To make a landfill a landfill, a significant cost must be paid. For one to exist, a plot of land must be sacrificed entirely, destroying natural animal habitats and/or forsaking the chance for it to become something useful and desirable to an ecosystem or community. Examples on the side of the environment include nature sanctuaries or parks; on the side of society, there’s the potential for housing, businesses and other green or neighborhood spaces that don’t devalue what surrounds it. This is contrary to the additive nature of what some other waste management solutions can provide when handled creatively.

But what is particularly concerning is that as society inevitably produces waste, landfills must continually expand for them to “work” as intended. And because waste that is buried in a landfill has that “100 years or more” lifespan, their growth demand vastly outpaces the rate at which their materials will degrade and offer up space for newly discarded ones. Ultimately, this fans the flames of a destructive kind of growth cycle. Existing landfills must get bigger. New landfills must get plotted.  And sure enough, the aforementioned problems with land and waterway contamination, greenhouse gas generation and resource stagnation must worsen as a natural result.

  • Environmental Risks at a Glance
    The more land used for waste disposal, the less land for animal and plant life. If unchecked, landfill growth will continue, degrading biodiversity and weakening the wildlife that does manage to adapt and survive.

  • Financial Risks at a Glance
    Land used for landfills is undesirable.
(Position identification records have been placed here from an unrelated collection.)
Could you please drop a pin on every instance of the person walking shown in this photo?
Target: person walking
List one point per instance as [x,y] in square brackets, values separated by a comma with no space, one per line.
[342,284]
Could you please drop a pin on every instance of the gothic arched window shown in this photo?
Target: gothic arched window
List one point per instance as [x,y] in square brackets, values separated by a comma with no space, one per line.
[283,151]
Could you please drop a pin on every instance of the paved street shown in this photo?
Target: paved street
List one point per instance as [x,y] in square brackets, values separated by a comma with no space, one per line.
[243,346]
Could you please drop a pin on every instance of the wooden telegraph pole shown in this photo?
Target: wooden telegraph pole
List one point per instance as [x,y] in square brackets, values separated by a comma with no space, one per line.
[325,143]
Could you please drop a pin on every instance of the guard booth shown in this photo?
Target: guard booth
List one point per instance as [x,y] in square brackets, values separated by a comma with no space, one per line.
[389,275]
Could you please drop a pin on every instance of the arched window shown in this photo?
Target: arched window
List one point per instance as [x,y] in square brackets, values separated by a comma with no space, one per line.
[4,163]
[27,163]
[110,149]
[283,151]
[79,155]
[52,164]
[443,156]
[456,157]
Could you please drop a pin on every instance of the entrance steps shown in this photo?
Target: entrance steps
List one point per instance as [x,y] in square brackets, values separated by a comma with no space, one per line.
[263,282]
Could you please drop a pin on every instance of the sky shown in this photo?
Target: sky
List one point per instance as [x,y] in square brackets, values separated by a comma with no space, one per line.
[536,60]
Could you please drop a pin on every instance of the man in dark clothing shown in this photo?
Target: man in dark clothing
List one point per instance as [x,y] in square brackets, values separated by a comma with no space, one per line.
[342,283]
Nobody wants to live and work on or near a landfill. The more landfill space that a society needs, the less people and companies will want to be a part of that society. This, after a certain point, can manifest as high-value residents and businesses pulling out of surrounding neighborhoods, neighborhoods steadily losing wealth, and the remaining people and companies of those neighborhoods eventually struggling financially—something that translates to a weaker local economy, school system and community that only perpetuates the problem.

 

Looking to Better Solutions

As concerns over the future of the planet abound, businesses and communities must examine their current waste and resource management habits and look to better solutions.

Landfills, though common and seemingly convenient, offer little assistance in the fight against climate change or the journey toward more sustainable, efficient ways of operating. The truth is landfills hinder those efforts. They contaminate their surroundings, emit powerful and exorbitant amounts of greenhouse gases, stagnate finite resources and consume land—costs that feed back into and reinforce its many other environmental, social and commercial issues.

In today’s world, where the stakes for a prosperous future have never been higher, these problems are too big to ignore. Landfill disposal’s impacts must be mitigated, and its alternatives must be prioritized if there are any hopes of achieving tangible, near-term and long-lasting progress toward sustainability.